With Le Pen forecasted to lose the run-off election in May, the MSM is full of stories of how Populism may have crested, displaying the collective relief the Establishment has at Geert Wilders’ loss and (possibly) Le Pen’s.
But, buried inside the NYT is “Populism, Far From Turned Back, May Be Just Getting Started” by Max Fisher and Amanda Taub:
Populism, research suggests, has been steadily growing since the 1960s. It is now reaching a size that is often too small to win outright, but is large enough to shape and, at times, to upend the politics of a country.
Whether populist parties win or lose depends not just on the level of popular support — which appears surprisingly consistent across countries — but also on the nature of the political system.

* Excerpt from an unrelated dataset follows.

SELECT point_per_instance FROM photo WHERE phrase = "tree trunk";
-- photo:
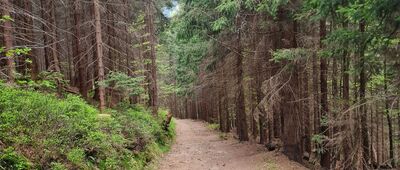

Western populism may be entering something like its awkward teenage years — able to borrow the car but not own it, have an influence on the household but be too young to run it.
Still, research suggests it will continue growing as a political force….
While elections are unpredictable and anything is possible, Ms. Le Pen is projected to lose the second round by as much as 20 percent. So though the populist wave is rising, its pace is too slow to alone propel her into power.
This is the nature of populism’s awkward size. It is too small to reliably win national elections. But it is large enough to reframe politics, in France and elsewhere, as a debate between globalism and ethno-nationalism. Trend lines continue to point upward.
In other words, the Overton Window is shifting. If Le Pen loses, the MSM will no doubt portray it as a “humiliation” and a “repudiation” of populism.
But this is far from the truth.
… Mr. Wilders had been held back by the mathematical tyranny of parliamentary systems, not just by an anti-populist backlash.
In parliamentary systems, votes tend to be split across several parties, with none securing a majority on its own. To govern, a party has to form a majority coalition with other parties.
This means that as long as a populist party does not win more than 50 percent of the vote — virtually impossible in systems like that of the Netherlands — the other parties can band together to form a coalition excluding it, known as a “cordon sanitaire.”
Yet even though Mr. Wilders did not take control of government, his movement and policies advanced.
The center-right party, which leads the government, held power in part by co-opting Mr. Wilders’s message, particularly on immigration. Mark Rutte, the prime minister, told migrants in an open letter shortly before the vote, “Act normal or leave.”…
Over time, these dynamics could further accelerate populism’s rise, Cas Mudde, a Dutch political scientist, wrote in Foreign Affairs in September.
As more populist parties become their country’s second or third largest, mainstream parties will have to form more “cordons sanitaire” to keep them out. For populist voters, this feels like an establishment conspiracy to repress popular will, deepening outrage at a seemingly unresponsive system.